Source site:  Pro-Football-Reference.com - Pro Football Statistics and History


----------



## bio-chem (Nov 26, 2008)

ReproMan said:


> Ok, let's do it this way then:
> 
> Here are a few stats from Bart Starr, Johny Unitas, and Donovan McNabb in random order. Tell me which career stats belong to which QB:
> 
> ...



again back to the same argument. you can't compare those stats across those generations. The league and the game were/are different. 54% completion percentage then is way the hell better than a 58% completion now.

Who has the rings? who changed the position? who changed the sport? donavan McNabb is a great quarterback in our time. not of all time though


----------



## MCx2 (Nov 26, 2008)

bio-chem said:


> again back to the same argument. you can't compare those stats across those generations. The league and the game were/are different. 54% completion percentage then is way the hell better than a 58% completion now.
> 
> Who has the rings? who changed the position? who changed the sport? donavan McNabb is a great quarterback in our time. not of all time though



Not sure where you're getting this "greatest QB of all time bullshit", I never said anything about that...

Last time I checked though, winning games @ a high percentage was a pretty good indicator of talent, no matter when and what you play.  

Look, I'm not saying that Donovan is one of the greatest QB's of all time (never did, never will). But what I _am_ saying to the people that think he's complete shit is to look at the stats. His numbers compare with _anyone_ in the history of the game. 

You can't argue with the fact (well _you_ can I'm sure) that he's won 65% of the games he's started, unless winning games doesn't transcend generations either which I'm sure we're bound to hear next...


----------



## bio-chem (Nov 26, 2008)

ReproMan said:


> Not sure where you're getting this "greatest QB of all time bullshit", I never said anything about that...
> 
> Last time I checked though, winning games @ a high percentage was a pretty good indicator of talent, no matter when and what you play.
> 
> ...


I think Donovan is a top 5 guy of his generation of quarterbacks.

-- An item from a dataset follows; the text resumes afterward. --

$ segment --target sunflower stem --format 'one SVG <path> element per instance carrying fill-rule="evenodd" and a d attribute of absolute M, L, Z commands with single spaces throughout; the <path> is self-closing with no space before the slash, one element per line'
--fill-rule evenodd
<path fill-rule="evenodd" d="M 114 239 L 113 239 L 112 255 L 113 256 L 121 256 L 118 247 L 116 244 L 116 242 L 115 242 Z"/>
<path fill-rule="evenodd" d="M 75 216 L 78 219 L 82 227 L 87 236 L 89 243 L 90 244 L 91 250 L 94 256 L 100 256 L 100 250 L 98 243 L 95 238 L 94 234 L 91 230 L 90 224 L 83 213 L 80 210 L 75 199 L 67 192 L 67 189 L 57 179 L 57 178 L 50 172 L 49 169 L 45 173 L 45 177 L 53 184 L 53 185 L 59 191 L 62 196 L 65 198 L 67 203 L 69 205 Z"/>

He is a great quarterback who is hardly washed up. I'm not calling for his head at all. I think he is still a great quarterback in the league and the eagles should leave him as a starter and weather this storm.

Michael Vick had a high winning percentage as well. comparing McNabb to some of the greatest qb's of all time is just a joke. he doesn't stand up to an Elway, Marino, Favre, Unitas, Manning. regardless of what statistic one wants to use.


----------



## MCx2 (Nov 26, 2008)

bio-chem said:


> I think Donovan is a top 5 guy of his generation of quarterbacks. He is a great quarterback who is hardly washed up. I'm not calling for his head at all. I think he is still a great quarterback in the league and the eagles should leave him as a starter and weather this storm.
> 
> Michael Vick had a high winning percentage as well. comparing McNabb to some of the greatest qb's of all time is just a joke. he doesn't stand up to an Elway, Marino, Favre, Unitas, Manning. *regardless of what statistic one wants to use.*



How about all of them?

You just named probably 5 of the 10 greatest QB's of all time, of course he's not on their level when it comes to awards in the trophy case, and once again, nobody is saying he is. However, _his_ _career stats on paper are just as impressive_, and you'd have to be a complete idiot (or in your case just an argumentative fuck-head) to say otherwise. But since you contend that stats don't matter, the NFL might as well just stop keeping them, right?


----------



## bio-chem (Nov 26, 2008)

ReproMan said:


> How about all of them?
> 
> You just named probably 5 of the 10 greatest QB's of all time, of course he's not on their level when it comes to awards in the trophy case, and once again, nobody is saying he is. However, _his_ _career stats on paper are just as impressive_, and you'd have to be a complete idiot (or in your case just an argumentative fuck-head) to say otherwise. But since you contend that stats don't matter, the NFL might as well just stop keeping them, right?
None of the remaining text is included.